En dernier lieu, le Tribunal précise que le libellé et la finalité de l’article 58, paragraphe 1, sous a), du règlement 2017/1001 soumettent le maintien des droits liés à la marque de l’Union européenne à la condition qu’elle soit effectivement utilisée. En effet, il ne serait pas justifié qu’une marque non utilisée fasse obstacle à la concurrence et restreigne la libre circulation des marchandises et la libre prestation des services. De plus, les juridictions de l’Union ont déjà jugé que les dispositions relatives à la protection élargie conférée à une marque de l’Union européenne jouissant d’une renommée dans l’Union poursuivent un objectif différent de celles qui exigent la preuve de l’usage sérieux, de sorte qu’il faut interpréter ces deux types de dispositions de manière autonome. Dès lors, à supposer que la marque contestée en l’espèce jouisse d’une renommée dans le secteur des médias, cette circonstance ne permet pas, en soi, de démontrer l’existence d’un usage sérieux de celle-ci pour les produits et services en cause.
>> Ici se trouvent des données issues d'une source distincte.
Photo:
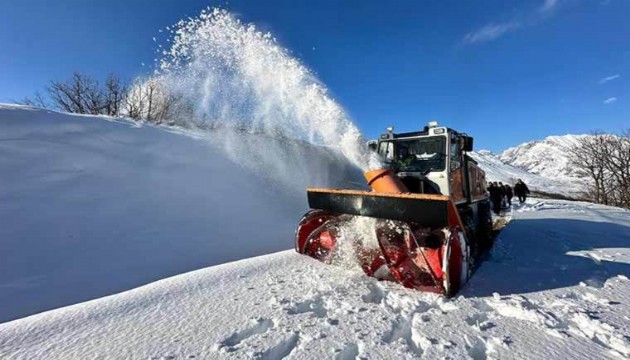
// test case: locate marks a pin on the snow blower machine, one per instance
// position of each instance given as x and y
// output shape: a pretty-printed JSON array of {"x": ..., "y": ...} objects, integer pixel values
[{"x": 432, "y": 212}]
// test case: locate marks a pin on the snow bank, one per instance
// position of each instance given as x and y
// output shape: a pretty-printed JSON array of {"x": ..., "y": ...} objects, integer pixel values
[
  {"x": 555, "y": 286},
  {"x": 91, "y": 206}
]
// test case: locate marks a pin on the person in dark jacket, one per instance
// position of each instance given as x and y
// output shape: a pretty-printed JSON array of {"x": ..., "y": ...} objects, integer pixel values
[
  {"x": 495, "y": 197},
  {"x": 502, "y": 192},
  {"x": 509, "y": 194},
  {"x": 521, "y": 190}
]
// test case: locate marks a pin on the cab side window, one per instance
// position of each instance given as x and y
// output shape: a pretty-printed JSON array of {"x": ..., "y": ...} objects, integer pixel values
[
  {"x": 454, "y": 154},
  {"x": 386, "y": 150}
]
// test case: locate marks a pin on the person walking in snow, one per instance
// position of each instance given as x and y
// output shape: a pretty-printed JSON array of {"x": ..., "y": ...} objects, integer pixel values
[
  {"x": 495, "y": 197},
  {"x": 509, "y": 194},
  {"x": 503, "y": 194},
  {"x": 521, "y": 191}
]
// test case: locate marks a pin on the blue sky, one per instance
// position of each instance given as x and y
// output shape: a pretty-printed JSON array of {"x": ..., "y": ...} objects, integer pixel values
[{"x": 506, "y": 72}]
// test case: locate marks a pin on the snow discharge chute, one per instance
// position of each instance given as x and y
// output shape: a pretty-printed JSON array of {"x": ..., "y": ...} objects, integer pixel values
[{"x": 428, "y": 239}]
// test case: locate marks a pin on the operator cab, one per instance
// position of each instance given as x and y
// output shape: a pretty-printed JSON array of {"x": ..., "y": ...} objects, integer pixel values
[{"x": 428, "y": 161}]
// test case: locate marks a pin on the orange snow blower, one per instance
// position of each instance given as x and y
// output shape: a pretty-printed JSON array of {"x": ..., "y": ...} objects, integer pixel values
[{"x": 432, "y": 212}]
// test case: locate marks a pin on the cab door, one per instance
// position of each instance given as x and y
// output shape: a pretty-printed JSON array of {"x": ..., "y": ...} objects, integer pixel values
[{"x": 456, "y": 171}]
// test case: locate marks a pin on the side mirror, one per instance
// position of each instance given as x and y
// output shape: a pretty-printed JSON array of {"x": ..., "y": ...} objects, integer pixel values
[{"x": 468, "y": 142}]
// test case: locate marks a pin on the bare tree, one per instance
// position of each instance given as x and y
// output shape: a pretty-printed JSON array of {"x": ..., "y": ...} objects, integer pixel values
[
  {"x": 605, "y": 159},
  {"x": 80, "y": 94},
  {"x": 149, "y": 99},
  {"x": 114, "y": 94},
  {"x": 37, "y": 100}
]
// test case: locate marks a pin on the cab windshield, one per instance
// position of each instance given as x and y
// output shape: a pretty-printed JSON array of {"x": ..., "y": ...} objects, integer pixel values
[{"x": 423, "y": 154}]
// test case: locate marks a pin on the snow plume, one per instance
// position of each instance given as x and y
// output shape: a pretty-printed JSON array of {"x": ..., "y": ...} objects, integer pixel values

Par ailleurs, ni le caractère unitaire de la marque de l’Union européenne ni le considérant 7 du règlement délégué 2018/625, qui porte uniquement sur des règles procédurales, ne sauraient être utilement invoqués par la requérante aux fins de l’interprétation des dispositions matérielles du règlement 2017/1001.
( 1 ) Règlement délégué (UE) 2018/625 de la Commission, du 5 mars 2018, complétant le règlement (UE) 2017/1001 du Parlement européen et du Conseil sur la marque de l’Union européenne, et abrogeant le règlement délégué (UE) 2017/1430 (JO 2018, L 104, p. 1).
( 2 ) Il s’agissait des produits et services relevant des classes 3, 6, 8, 9, 12, 14, 16, 18, 20, 21, 24, 25, 28, 30, 32, 33, 35, 38, 41, 42, 43 et 45 au sens de l’arrangement de Nice concernant la classification internationale des produits et des services aux fins de l’enregistrement des marques, du 15 juin 1957, tel que révisé et modifié.
( 3 ) Sur le fondement de l’article 58, paragraphe 1, sous a), du règlement (UE) 2017/1001 du Parlement européen et du Conseil, du 14 juin 2017, sur la marque de l’Union européenne (JO 2017, L 154, p. 1).
( 4 ) Les autres produits et services pour lesquels la décision de la division d’annulation a été annulée sont des « plaquettes de mémoire optiques », relevant de la classe 9 et des « services de réseautage social en ligne ; services en ligne de rencontres sociales », relevant de la classe 45.
( 5 ) Voir article 58, paragraphe 1, sous a), et article 64, paragraphe 2, du règlement 2017/1001.
( 6 ) Affaire ayant donné lieu à la décision de la grande chambre de recours du 1er février 2020 (affaire R 2445-2017-G, ci-après l’« affaire Sandra Pabst »).
( 7 ) Prévu à l’article 95, paragraphe 2, du règlement 2017/1001 et encadré par l’article 27, paragraphe 4, du règlement délégué 2018/625.
( 8 ) Articles 22, 24 et 26 du règlement délégué 2018/625.